Set on the fictional Caribbean Island of Yara, in Far Cry 6 you play as freedom fighter Dani Rojas as they fight against the dictator Anton Castillo and his son Diego. The sixth main entry in the Ubisoft’s Far Cry series takes a step back from a formula that had begun receiving criticism for lack of change, and makes a successful effort to enhance and change the framework without removing from the familiar experience that each game delivers. My personal favorite change, skill-trees being exchanged for a gear system. The customization it allows is more enjoyable to use, and feels like you’re actually choosing your own method of liberating Yara.

Crysis Trilogy Remastered: 8.5/10

Infamous for its impact on the gaming community with the phrase “But can it run Crysis?” The Crysis Trilogy Remastered developed by Crytek has been a long awaited release to allow a modern experience of a beautiful game series that puts the player in the driver’s seat of a powerful exoskeleton suit in the face of corrupt military and alien invasion. While the gameplay might still be dated, and the graphics may no longer be groundbreaking, as someone who played the series years ago in their original forms, the Crysis trilogy is simply too crucial to gaming history to ignore the opportunity to play its improved release.

It Takes Two: 9/10

Developed by smaller company Hazelight Studios, It Takes Two delivered a cooperative experience with a realistic family story turned upside down (sometimes literally!) with a fantasy twist. In It Takes Two you exclusively play with a single partner, both of the players taking control of one of the two members of a married couple. My friend and I played through the game over the course of a few weeks, and every play session continuously put us into completely different scenarios from the last with even core game mechanics changing. Even if not for the gameplay, the story and feel-good ending were enough to leave us on the verge of wholesome tears.

“As a fan of multiplayer games, It Takes Two checked all the boxes when it came to teamwork, gameplay, and just something overall new,” said Jack Hetrick, my partner while playing the game.

Valheim: 9.5/10

First Minecraft, now Valheim, the swedes return to make another huge leap in the survival game genre.

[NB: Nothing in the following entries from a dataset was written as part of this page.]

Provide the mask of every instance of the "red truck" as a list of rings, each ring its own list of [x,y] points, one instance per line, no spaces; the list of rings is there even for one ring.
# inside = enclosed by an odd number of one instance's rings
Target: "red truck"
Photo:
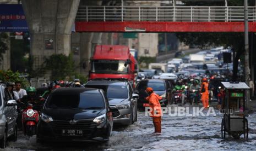
[[[138,63],[124,45],[96,45],[90,60],[89,80],[126,79],[133,83],[138,73]]]

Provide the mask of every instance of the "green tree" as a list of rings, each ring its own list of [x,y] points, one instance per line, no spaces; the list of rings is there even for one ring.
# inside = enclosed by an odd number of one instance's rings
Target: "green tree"
[[[44,69],[51,72],[51,79],[65,79],[74,75],[73,55],[67,56],[63,54],[53,54],[46,58]]]
[[[2,82],[19,82],[24,88],[26,88],[29,86],[29,82],[26,78],[22,77],[21,75],[24,75],[24,74],[18,72],[13,72],[11,70],[0,70],[0,79],[1,79]]]

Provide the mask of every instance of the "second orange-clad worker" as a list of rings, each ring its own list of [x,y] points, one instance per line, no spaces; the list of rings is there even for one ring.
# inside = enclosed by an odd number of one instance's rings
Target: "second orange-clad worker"
[[[203,83],[201,86],[201,93],[202,96],[201,100],[203,106],[205,108],[209,107],[209,91],[208,91],[208,82],[206,78],[203,78]]]
[[[149,96],[146,98],[146,100],[149,102],[149,108],[151,111],[150,117],[153,118],[155,133],[161,133],[162,131],[161,118],[162,115],[159,100],[162,100],[162,98],[154,93],[153,89],[149,87],[146,88],[146,92],[149,95]]]

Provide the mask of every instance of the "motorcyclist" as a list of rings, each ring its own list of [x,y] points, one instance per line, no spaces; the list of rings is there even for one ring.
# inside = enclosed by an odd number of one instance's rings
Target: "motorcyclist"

Valheim, developed by Iron Gate Studio, puts the player in a co-op procedurally generated world to begin living their Viking fantasies with their friends. Not a single moment in Valheim bored me, not even the most tedious of tasks, and the graphics bring back a strange nostalgia to some of the earliest RPGs. Build a settlement in immense detail, craft weapons and armor, and defeat terrifying bosses to be remembered as the most famous Viking that ever lived. 

Deathloop: 10/10

This year let us hit rewind with Arkane’s newest release Deathloop. Built on a framework of Arkane’s hugely successful Dishonored series, Deathloop is a fast paced looter-shooter where the player takes control of the highly trained Colt Vahn as he fights his way through a time-loop. The game takes place on a fictional island with a stylistic 1960s setting that keeps it distinct from other games. The player must make their way through multiple targets, only able to do so much in a single day. They must learn their movements, motivations, actions and reactions. Only then will they be able to kill them, and the player’s crazy ex-girlfriend, all in a single day to break the loop. I loved this game. The original idea and the polished execution deliver a fantasy that no other game has ever created, and the experience of putting together the clues to figure out the perfect way to eliminate a target is simply unmatched.

Each of these games regardless of rating have earned their spot on the list, and I recommend that you check each of them out for yourself to form your own thoughts!

Which of these games were your favorite this year?